Bojkot był tym, do czego chcieliśmy doprowadzić, zapowiadając ów niespełniony „wiec na zakazanej ziemi”. Właśnie to miało się wydarzyć po środzie. Nie wydarzyło się i zawiedliśmy wielu ludzi, którzy stawili się na wezwanie. To nie miał być szturm na Sejm. Wchodzić na „zakazaną ziemię” – to zapowiadaliśmy otwarcie i jawnie – mogliśmy tylko pod osłoną poselskich immunitetów. Nie chcemy przemocy.

PRZECZYTAJ TAKŻE: Szanujmy się i wspierajmy. Nikt inny nas nie uratuje

Nie udało się, przestrzeliliśmy. To nasz błąd, a zwłaszcza mój własny – nasz, a nie posłów opozycji. Nie mnie i nie nam oceniać posłów w tej akurat decyzji. Posłowie są suwerenni. Jak sędziowie, choć w odróżnieniu od nich pochodzą z naszego wyboru. Jakkolwiek zdecydowali, decydowali w poczuciu odpowiedzialności za Polskę i akurat w tej sprawie nie mam najmniejszych wątpliwości. Za tę odpowiedzialność im dziękuję. Choć to jest już nowy, smutniejszy i trudniejszy etap w polskiej historii, w którym każdy, posłowie również, powinien na nowo przemyśleć role i powinności.

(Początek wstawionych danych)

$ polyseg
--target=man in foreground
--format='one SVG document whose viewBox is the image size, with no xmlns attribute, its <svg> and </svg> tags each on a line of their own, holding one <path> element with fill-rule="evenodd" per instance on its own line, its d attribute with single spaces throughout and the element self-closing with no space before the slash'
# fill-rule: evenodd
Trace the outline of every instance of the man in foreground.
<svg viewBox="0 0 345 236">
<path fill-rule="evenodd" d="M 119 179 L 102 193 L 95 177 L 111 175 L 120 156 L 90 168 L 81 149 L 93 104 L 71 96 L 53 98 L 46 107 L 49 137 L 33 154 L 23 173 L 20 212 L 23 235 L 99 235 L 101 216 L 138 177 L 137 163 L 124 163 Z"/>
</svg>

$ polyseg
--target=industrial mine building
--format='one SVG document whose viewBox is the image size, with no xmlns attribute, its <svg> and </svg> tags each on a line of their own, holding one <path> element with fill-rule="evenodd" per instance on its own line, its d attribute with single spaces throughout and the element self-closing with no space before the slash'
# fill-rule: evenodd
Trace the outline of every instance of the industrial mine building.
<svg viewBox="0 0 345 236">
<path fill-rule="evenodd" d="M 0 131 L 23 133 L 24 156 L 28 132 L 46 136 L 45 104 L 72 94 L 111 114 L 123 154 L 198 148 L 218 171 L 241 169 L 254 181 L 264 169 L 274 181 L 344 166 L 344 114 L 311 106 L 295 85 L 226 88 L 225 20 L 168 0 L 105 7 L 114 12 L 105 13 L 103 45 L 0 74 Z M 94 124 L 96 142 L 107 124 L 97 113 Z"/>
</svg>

Uważałem i nadal uważam, że bojkot głosowań i opór obywatelski był jedyną możliwością wyjścia z tej sytuacji. Konsekwentnie przeprowadzony miał szansę powodzenia również w taki wariancie, w którym PiS ignoruje wezwania, nie podejmuje negocjacji, przepycha niekonstytucyjne ustawy. Jawna przemoc prawna daje silny mandat Trybunałowi Sprawiedliwości do działań powstrzymujących łamanie prawa.

Wciąż są szanse, choć będzie nieporównanie trudniej. Tak jak trudniejszy był ten rok, w którym zmagaliśmy się ze skutkami decyzji o odstąpieniu od Sejmu rok i jeden dzień temu.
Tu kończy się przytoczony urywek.